I blogged on “Analytics: The New Path to Value,” a high quality report on collaborative survey research of executives by SMR and IBM, last year. One of my observations at that time: “An important recommendation of this process? Start with questions, not data. A science of business approach that first generates hypotheses, then looks to data and analytics for test/refine works best.“
Analytics thought leader Tom Davenport weighs in with more of his customary outstanding insights in “How Fast and Flexible Do You Want Your Information, Really?” One notable finding from the research: the priorities of intelligence depend on the state of the economy. In a recession, financial reporting is first and foremost, while in an expansion, employee satisfaction, market share and inventory levels are more prominent.
Harrah's CEO and economics Ph.D. Gary Loveman espouses the use of randomized experiments as an organizational learning tool in the interview article “In Experiments We Trust: From Intuit to Harrah’s Casinos.” It's no secret where Loveman stands on experts vs. analytics and the use of scientific rigor in business: “There’s a romantic appreciation for instinct and, frankly, an absence of rigor for the application of more scientific approaches. What I found in our industry was that the institutionalization of instinct was a source of many of its problems … In our world, where we measure virtually everything we do, what has struck me is how easy it is to do this.
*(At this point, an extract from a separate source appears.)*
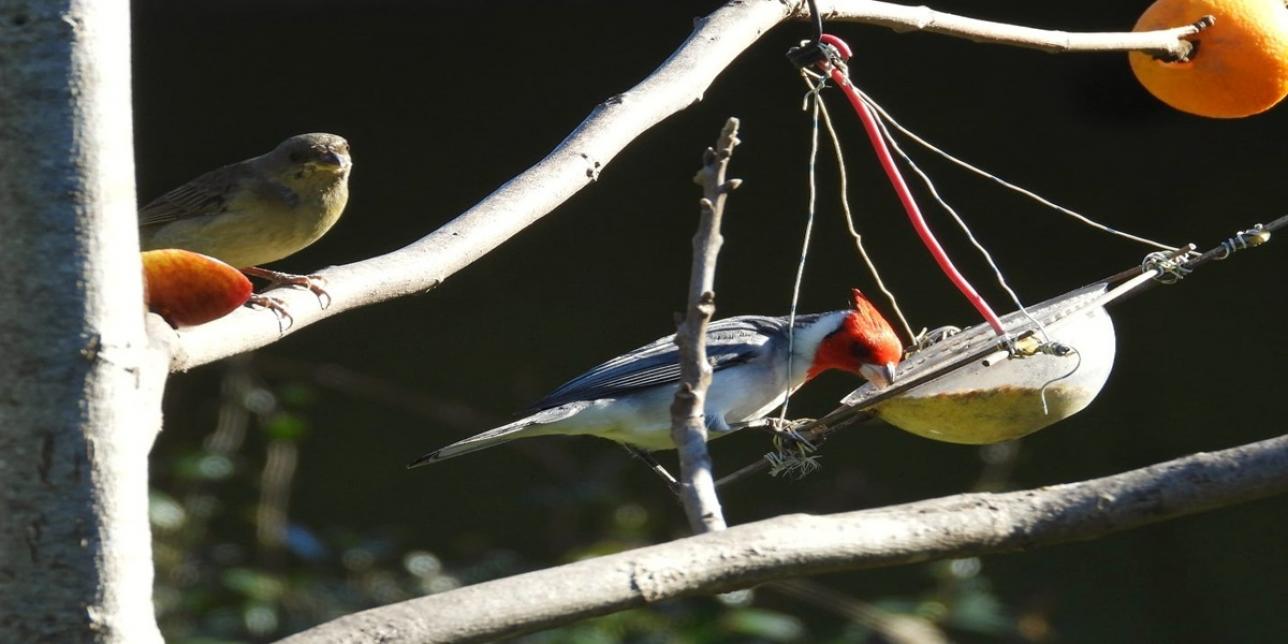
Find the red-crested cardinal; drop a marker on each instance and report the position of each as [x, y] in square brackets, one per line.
[629, 398]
I’m a little surprised more people don’t do this.”
Monsanto's Beth Holmes shares the wisdom of experience leading an analytics group within IT in the interview “What's IT's Role in Analytics Adoption.” Holmes feels that IT's the ideal home for such a team. “IT has always been a great place to be for perspective into the different business domains … But having a centralized analytics capability doesn't mean it's diminished at the point of need. They kind of augment each other …The value of having a group in IT is that they can step back from the individual business units and think about the problems and and solutions objectively.”
Author Yoram Wind offers a plan to re-invent marketing in “Using Analytics to Bring Rigor to Marketing.” To increase both the rigor and relevance of marketing, the author proposes seven strategies, among which are “use analytics and metrics as the glue” and “adopt the adaptive experimentation philosophy.”
There's much more educational candy in TNIE for students of BI and analytics. Sports nuts will flip over “Travel, Crowds, or Refs: What Creates Home Team Advantage?,” which leads to the MIT Sloan Sports Conference site, enough material for even insatiable sports analytics junkies. The Sports Conference is a terrific example of MIT's applied focus with business analytics. Wisdom of Crowd fans will find a lot to like Thomas Malone's “The Collective Intelligence Genome.” And near and dear to me, Andrew McAfee articulates the “science of business” in “Putting the Science in Management Science.”
Take a look – I don't think you'll be disappointed. There's a good chance that, like me, you'll be hooked.